27      À l’instar des arguments développés par la requérante lors de l’audience, il convient de rappeler que, en vertu de l’article 6, paragraphe 1, du règlement no 1049/2001, le demandeur d’accès n’est pas tenu de justifier sa demande.

28      Selon une jurisprudence constante, toute demande d’accès aux documents au sens du règlement no 1049/2001 ne doit pas être motivée par des intérêts spécifiques (arrêt du 1er février 2007, Sison/Conseil, C‑266/05 P, EU:C:2007:75, points 43 à 48).

29      En effet, toute personne peut demander à avoir accès à n’importe quel document des institutions, sans qu’une justification particulière à l’accès aux documents soit demandée. Par conséquent, une personne qui s’est vu refuser l’accès à un document ou à une partie d’un document a déjà, de ce seul fait, un intérêt à l’annulation de la décision de refus (voir arrêt du 9 septembre 2014, MasterCard e.a/Commission, T‑516/11, non publié, EU:T:2014:759, point 40 et jurisprudence citée).

30      Dès lors, l’argument invoqué par la Commission quant à l’absence d’intérêt à agir de la requérante doit être rejeté.

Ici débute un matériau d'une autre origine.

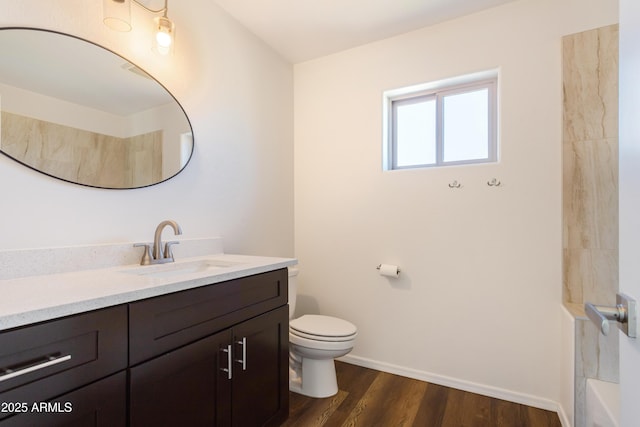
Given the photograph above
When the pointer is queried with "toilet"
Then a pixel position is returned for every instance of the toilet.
(314, 341)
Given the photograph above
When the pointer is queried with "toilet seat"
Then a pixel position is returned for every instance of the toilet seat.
(320, 345)
(322, 328)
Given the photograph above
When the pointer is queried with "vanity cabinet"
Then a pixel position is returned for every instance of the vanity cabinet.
(61, 372)
(215, 355)
(237, 377)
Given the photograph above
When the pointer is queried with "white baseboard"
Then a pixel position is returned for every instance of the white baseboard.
(485, 390)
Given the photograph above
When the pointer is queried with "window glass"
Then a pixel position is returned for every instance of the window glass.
(416, 133)
(466, 126)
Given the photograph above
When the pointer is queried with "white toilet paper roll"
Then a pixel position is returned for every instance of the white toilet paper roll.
(389, 270)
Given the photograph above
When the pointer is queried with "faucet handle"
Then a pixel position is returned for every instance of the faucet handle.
(168, 253)
(146, 256)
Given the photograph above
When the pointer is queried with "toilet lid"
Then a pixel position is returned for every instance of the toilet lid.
(324, 326)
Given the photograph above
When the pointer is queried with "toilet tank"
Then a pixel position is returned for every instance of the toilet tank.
(293, 290)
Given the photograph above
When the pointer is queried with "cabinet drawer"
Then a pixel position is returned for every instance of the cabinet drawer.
(161, 324)
(103, 403)
(41, 361)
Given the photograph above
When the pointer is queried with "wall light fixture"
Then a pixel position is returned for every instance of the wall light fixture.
(117, 16)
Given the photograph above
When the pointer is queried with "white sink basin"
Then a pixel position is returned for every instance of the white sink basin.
(180, 268)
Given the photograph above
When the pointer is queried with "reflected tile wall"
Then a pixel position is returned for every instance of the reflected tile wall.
(81, 156)
(590, 198)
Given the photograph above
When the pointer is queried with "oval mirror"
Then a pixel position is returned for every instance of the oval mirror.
(76, 111)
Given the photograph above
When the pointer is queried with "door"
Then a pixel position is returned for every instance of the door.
(629, 182)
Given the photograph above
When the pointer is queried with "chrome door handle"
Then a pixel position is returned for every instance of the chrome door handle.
(624, 313)
(51, 360)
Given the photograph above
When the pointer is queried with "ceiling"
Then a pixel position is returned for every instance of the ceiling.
(301, 30)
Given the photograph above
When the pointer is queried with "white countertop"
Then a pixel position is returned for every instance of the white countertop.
(34, 299)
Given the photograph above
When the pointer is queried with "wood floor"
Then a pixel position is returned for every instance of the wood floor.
(369, 398)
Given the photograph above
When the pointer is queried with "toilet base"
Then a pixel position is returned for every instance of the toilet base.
(318, 378)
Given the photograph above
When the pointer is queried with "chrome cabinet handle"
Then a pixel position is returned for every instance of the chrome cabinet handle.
(229, 367)
(243, 361)
(10, 373)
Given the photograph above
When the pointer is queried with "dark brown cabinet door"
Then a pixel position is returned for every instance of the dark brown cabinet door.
(101, 404)
(260, 389)
(238, 377)
(185, 387)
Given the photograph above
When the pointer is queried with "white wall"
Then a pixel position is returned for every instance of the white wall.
(478, 304)
(238, 95)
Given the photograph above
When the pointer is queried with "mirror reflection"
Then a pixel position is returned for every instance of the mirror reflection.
(78, 112)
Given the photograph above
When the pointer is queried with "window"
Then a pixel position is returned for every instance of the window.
(449, 124)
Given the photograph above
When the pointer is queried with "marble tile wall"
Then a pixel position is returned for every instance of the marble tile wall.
(590, 198)
(81, 156)
(590, 162)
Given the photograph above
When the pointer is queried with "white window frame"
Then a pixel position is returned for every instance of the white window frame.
(437, 91)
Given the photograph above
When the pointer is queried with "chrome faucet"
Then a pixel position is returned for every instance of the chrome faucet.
(160, 255)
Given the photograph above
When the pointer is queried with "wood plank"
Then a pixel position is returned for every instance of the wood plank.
(369, 398)
(391, 400)
(433, 405)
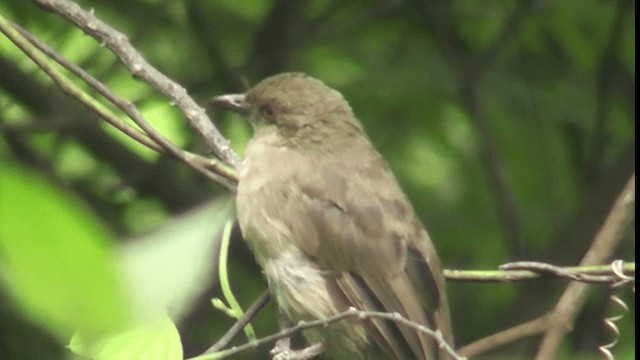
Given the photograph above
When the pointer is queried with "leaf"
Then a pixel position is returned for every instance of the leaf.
(158, 340)
(57, 259)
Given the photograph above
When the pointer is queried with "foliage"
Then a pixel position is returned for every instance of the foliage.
(509, 123)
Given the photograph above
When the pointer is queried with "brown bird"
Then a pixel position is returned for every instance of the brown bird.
(330, 226)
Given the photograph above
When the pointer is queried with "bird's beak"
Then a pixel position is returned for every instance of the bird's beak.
(235, 102)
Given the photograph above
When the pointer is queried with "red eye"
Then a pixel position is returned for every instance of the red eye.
(268, 112)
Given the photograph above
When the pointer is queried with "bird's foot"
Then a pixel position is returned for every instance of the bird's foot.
(282, 351)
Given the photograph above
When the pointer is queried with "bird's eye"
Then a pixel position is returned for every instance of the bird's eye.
(268, 112)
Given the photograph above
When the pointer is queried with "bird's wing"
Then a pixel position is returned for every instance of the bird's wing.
(367, 234)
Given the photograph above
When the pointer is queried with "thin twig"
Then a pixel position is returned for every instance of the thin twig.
(234, 330)
(573, 297)
(135, 62)
(73, 90)
(348, 314)
(529, 270)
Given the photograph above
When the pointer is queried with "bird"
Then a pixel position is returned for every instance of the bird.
(330, 226)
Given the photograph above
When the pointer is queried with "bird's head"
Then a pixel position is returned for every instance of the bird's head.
(292, 102)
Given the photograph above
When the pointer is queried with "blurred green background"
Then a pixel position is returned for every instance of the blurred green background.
(510, 124)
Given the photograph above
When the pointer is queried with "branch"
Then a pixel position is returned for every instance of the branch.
(28, 44)
(603, 245)
(348, 314)
(117, 42)
(529, 270)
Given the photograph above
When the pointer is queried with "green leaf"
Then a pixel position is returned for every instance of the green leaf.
(168, 269)
(158, 340)
(56, 257)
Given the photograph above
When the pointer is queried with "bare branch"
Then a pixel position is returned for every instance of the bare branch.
(573, 298)
(349, 314)
(240, 324)
(135, 62)
(529, 270)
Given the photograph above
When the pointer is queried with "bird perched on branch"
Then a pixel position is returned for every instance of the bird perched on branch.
(330, 226)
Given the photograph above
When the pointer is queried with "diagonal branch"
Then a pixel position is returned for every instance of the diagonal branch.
(603, 245)
(135, 62)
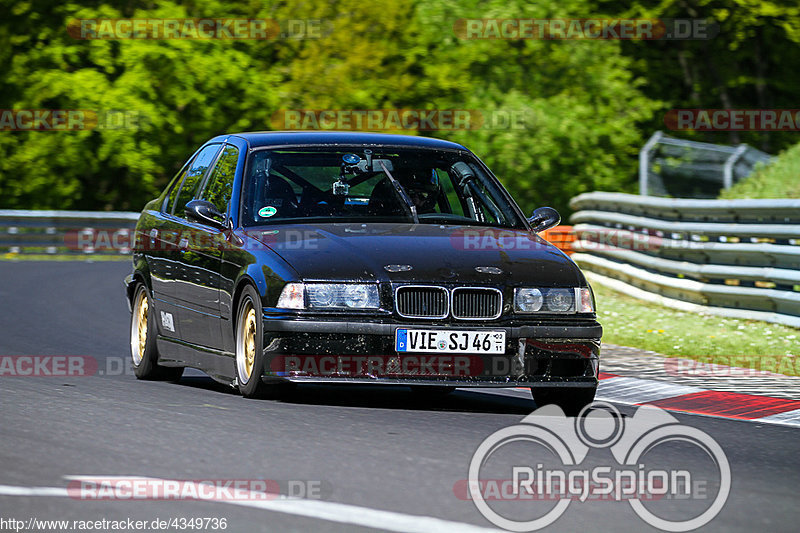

 Sur le premier moyen, tiré de la violation de l’article 4, paragraphe 2, premier tiret, du règlement no 1049/2001

31      Par ce moyen, divisé en deux branches, la requérante soutient que la décision attaquée enfreint les dispositions de l’article 4, paragraphe 2, premier tiret, du règlement no 1049/2001, dans la mesure où elle est fondée sur une interprétation erronée de l’exception relative à la protection des intérêts commerciaux se traduisant par une application erronée de cette exception (première branche) et où la Commission n’aurait pas suffisamment expliqué dans quelle mesure la divulgation du document demandé aurait porté atteinte de manière concrète et spécifique à l’intérêt commercial protégé (seconde branche). De plus, il y a lieu d’examiner dans ce contexte les arguments avancés par la requérante relatifs à une prétendue contradiction des motifs.

 Sur la première branche, concernant l’interprétation et l’application de l’exception relative à la protection des intérêts commerciaux

32      La requérante critique l’application que fait la Commission de l’article 4, paragraphe 2, premier tiret, du règlement no 1049/2001 au rapport final en partant du postulat que la divulgation au public du rapport de l’équipe d’évaluation conjointe, axé sur les carences et les manquements de l’organisme notifié, porterait atteinte à la réputation de cet organisme. Selon la Commission, toute atteinte à la réputation et au crédit de l’organisme notifié pourrait à son tour porter préjudice aux intérêts commerciaux de ce dernier.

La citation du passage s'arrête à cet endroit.